Christian Wijnants sent his audience off to some unidentifiable place — urban, chic, sophisticated, with African-flavored prints, sequins and subtle ruffles — to the tap, tap, tapping of percussion music. Black beaded earrings added extra loops and hoops. So, too, did stiff ropes of hair on the models heads — more shapes.

“I liked the idea of escapism, traveling,” said Wijnants backstage before the show.

He was absorbed by works from Los Angeles-based painter Henry Taylor last season, and the influence lingered — as seen in the colors. And also thought about African and American continents colliding together.

Animal-like prints had a backdrop of a grid of small circles — bubble wrap had served as the starting point of a new printing technique — apply paint, press on the paper.

But our prints and knits man was really out to explore shapes and volumes.

“I wanted a little more bigger-sized ruffles,” he explained, pointing to a skirt fashioned in the form of a large ruffle. It also carried strips of smaller, more traditional ruffles, which he applied in unconventional ways, in rings around loose trousers or on the seam of an oversize, collared shirt.

This focus on shapes all brought considerable depth to the lineup.
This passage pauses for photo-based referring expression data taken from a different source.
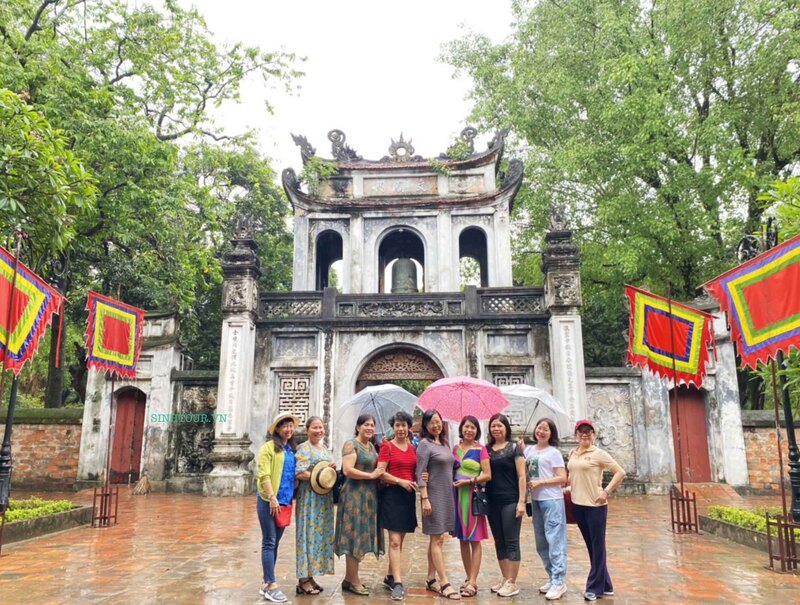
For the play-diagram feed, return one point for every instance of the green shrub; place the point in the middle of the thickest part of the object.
(31, 508)
(749, 519)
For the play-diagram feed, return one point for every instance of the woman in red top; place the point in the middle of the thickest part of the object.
(397, 505)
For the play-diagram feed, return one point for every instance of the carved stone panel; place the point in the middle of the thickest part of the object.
(239, 295)
(401, 309)
(564, 289)
(294, 393)
(281, 309)
(492, 304)
(507, 344)
(400, 364)
(304, 346)
(195, 439)
(401, 186)
(610, 408)
(467, 183)
(516, 413)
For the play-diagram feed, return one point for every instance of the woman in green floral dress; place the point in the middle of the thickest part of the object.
(357, 531)
(314, 513)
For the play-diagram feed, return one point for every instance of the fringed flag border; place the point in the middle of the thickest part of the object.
(757, 345)
(690, 365)
(21, 344)
(99, 307)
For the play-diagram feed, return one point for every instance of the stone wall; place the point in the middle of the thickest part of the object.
(45, 448)
(762, 449)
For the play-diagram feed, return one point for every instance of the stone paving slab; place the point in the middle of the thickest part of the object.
(183, 548)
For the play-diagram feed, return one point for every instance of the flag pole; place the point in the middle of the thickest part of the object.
(5, 450)
(675, 385)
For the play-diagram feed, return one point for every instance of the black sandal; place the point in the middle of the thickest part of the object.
(310, 591)
(453, 595)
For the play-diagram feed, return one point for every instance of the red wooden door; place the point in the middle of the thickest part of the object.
(693, 435)
(128, 432)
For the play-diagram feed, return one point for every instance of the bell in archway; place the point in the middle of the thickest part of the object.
(404, 276)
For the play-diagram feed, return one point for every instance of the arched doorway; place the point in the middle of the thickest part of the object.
(397, 366)
(472, 246)
(329, 250)
(693, 435)
(126, 453)
(400, 243)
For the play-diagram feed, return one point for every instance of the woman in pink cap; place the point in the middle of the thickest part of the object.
(590, 504)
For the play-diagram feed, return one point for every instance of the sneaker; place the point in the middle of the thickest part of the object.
(509, 589)
(275, 595)
(556, 592)
(398, 592)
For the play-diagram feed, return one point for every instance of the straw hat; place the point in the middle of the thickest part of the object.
(280, 418)
(323, 478)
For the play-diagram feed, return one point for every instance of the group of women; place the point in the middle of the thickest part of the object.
(380, 493)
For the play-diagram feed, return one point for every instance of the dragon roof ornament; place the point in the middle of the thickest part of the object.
(401, 150)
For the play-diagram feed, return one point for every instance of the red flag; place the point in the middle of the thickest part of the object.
(32, 303)
(762, 300)
(650, 344)
(113, 335)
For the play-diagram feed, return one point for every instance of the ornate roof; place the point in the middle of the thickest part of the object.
(459, 177)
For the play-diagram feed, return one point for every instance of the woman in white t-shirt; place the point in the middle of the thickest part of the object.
(545, 476)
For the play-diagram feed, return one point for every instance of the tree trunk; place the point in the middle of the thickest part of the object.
(53, 397)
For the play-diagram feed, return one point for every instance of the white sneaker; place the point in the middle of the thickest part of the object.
(509, 589)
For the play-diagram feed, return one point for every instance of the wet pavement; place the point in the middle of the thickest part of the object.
(183, 548)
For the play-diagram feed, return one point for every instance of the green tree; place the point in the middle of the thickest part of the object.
(132, 88)
(655, 124)
(43, 187)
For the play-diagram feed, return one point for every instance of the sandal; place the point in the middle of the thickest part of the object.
(469, 590)
(350, 587)
(452, 594)
(306, 587)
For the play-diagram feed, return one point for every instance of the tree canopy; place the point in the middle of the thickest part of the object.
(656, 124)
(131, 90)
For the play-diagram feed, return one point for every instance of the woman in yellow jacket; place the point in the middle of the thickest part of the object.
(276, 466)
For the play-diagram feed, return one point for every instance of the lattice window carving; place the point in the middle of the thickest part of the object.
(516, 415)
(291, 308)
(503, 380)
(294, 394)
(511, 304)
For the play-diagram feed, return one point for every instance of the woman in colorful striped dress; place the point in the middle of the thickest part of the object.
(472, 468)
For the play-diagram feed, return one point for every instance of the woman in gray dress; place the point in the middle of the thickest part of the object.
(435, 461)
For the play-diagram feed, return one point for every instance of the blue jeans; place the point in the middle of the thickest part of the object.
(550, 529)
(271, 536)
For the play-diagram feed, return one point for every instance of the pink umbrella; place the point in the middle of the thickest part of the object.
(461, 396)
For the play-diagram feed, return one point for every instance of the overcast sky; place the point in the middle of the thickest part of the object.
(371, 70)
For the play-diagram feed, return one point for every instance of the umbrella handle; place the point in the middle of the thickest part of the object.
(530, 418)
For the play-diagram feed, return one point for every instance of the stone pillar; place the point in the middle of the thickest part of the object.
(561, 266)
(231, 456)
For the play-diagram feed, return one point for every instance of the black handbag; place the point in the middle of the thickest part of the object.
(480, 502)
(337, 487)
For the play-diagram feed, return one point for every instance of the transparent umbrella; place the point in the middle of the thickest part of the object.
(527, 405)
(382, 401)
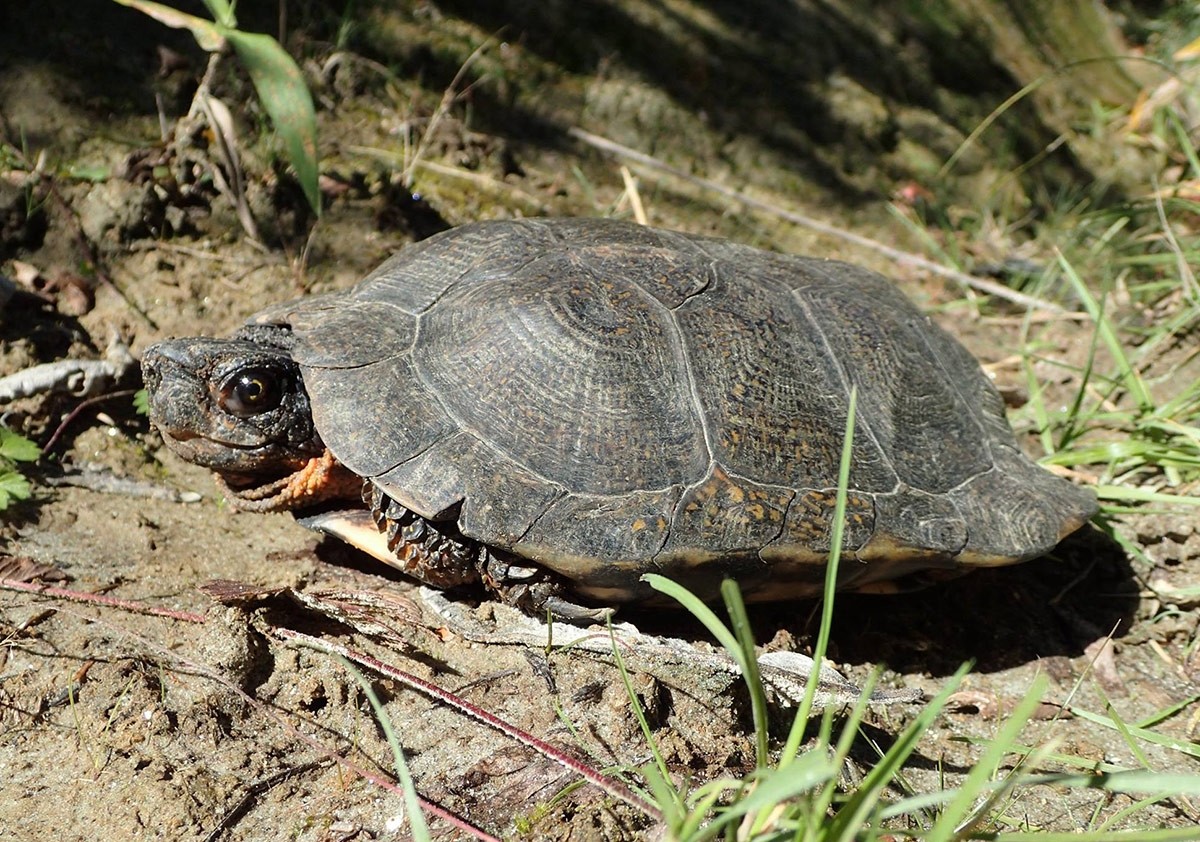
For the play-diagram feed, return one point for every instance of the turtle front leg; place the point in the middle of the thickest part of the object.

It was already rich with textures, including patterns outlined in sequins, or a pale sherbet green raffia-like material he used to make a skirt, with extra volume-building folds in the front. But the parade of broad pleats, endless folds and extra gatherings that transformed dresses, suits and flowing trouser combinations showed the stronger character of the Wijnants woman. Wijnants has been expanding at a fast clip, adding men’s and new shoes and more accessories, but this was a different kind of extension — one of range. And proof that a little bubble wrap can take you a long way.